Dans une requête adressée le 14 octobre au tribunal de Grasse (Alpes-Maritimes), les parents ont expliqué avoir dans leurs familles respectives des antécédents médicaux, notamment des cas de cancers du pancréas et du foie. Ils ont alors demandé de pouvoir congeler le cordon de leur futur bébé. Dans l'ordonnance judiciaire datée du 21 novembre, la vice-présidente du tribunal de Grasse affirme que "les parents peuvent conserver les cellules du sang du cordon et du placenta au regard des nécessités thérapeutiques dûment justifiées". Riche en cellules souches, le sang du cordon ombilical permet en effet de soigner certaines maladies. Celui-ci pourrait ainsi être éventuellement utilisé si l'enfant venait à développer une maladie grave. Le sang du cordon et du placenta sera prélevé à la naissance du bébé et envoyé à une banque de conservation anglaise qui le congèlera et le stockera durant 25 ans maximum.
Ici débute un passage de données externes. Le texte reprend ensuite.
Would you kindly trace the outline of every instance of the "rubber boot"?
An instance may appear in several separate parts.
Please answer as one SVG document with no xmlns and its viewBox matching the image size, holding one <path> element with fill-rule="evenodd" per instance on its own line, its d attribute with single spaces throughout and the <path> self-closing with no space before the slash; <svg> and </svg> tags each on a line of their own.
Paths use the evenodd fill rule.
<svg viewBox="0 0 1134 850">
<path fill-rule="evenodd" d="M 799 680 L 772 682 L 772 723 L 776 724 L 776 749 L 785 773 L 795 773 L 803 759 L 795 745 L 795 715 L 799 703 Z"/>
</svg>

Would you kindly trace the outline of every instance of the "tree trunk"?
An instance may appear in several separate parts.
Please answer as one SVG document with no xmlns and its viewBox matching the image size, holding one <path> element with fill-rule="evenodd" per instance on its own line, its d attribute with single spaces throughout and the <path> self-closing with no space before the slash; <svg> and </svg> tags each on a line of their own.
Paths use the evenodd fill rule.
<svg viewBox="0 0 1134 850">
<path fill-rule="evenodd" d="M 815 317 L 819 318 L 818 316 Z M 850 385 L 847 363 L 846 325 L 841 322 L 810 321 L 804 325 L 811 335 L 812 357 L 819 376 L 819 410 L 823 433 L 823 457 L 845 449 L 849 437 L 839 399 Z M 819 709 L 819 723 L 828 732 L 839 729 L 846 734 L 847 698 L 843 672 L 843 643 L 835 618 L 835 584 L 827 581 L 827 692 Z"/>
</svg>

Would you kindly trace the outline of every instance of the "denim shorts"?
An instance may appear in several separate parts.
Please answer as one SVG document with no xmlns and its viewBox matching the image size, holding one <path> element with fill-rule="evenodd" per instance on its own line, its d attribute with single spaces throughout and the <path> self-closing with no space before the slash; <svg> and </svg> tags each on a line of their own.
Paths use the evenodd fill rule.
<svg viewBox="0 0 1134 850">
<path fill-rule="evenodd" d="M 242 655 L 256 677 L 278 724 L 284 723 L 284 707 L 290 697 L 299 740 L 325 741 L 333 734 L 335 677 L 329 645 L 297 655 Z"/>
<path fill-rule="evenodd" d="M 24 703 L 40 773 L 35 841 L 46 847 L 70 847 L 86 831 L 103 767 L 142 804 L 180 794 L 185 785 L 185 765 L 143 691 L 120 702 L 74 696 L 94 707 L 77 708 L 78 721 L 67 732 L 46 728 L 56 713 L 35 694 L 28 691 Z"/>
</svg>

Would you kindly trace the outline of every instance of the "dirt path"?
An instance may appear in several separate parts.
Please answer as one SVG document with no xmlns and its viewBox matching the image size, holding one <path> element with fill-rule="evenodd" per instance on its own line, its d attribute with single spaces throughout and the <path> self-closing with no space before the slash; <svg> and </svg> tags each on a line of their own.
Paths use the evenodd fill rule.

Un vide juridique. En France, la loi ne dit pas à qui appartient le cordon ombilical. Il est ainsi possible de faire un don de sang de cordon, mais la conservation à des fins privées est interdite. En effet, "les cellules hématopoïétiques (ou cellules souches, ndlr) du cordon peuvent être prélevées dans un cercle familial, si un frère ou une sœur souffre par exemple d'une leucémie, mais jamais pour soi-même", a rappelé le responsable des greffes au CHU de Lille, le professeur Ibrahim Yakoub-Agha, au Parisien. "Le cordon est à nous, je ne vole rien, c'est quand même nos cellules", a assuré la future maman à RTL. Mais le milieu médical est sceptique. Le Pr Yakoub-Agha estime par exemple que "si cette décision fait jurisprudence, cela pourrait devenir inquiétant. On verra se développer des démarches plus commerciales que médicales".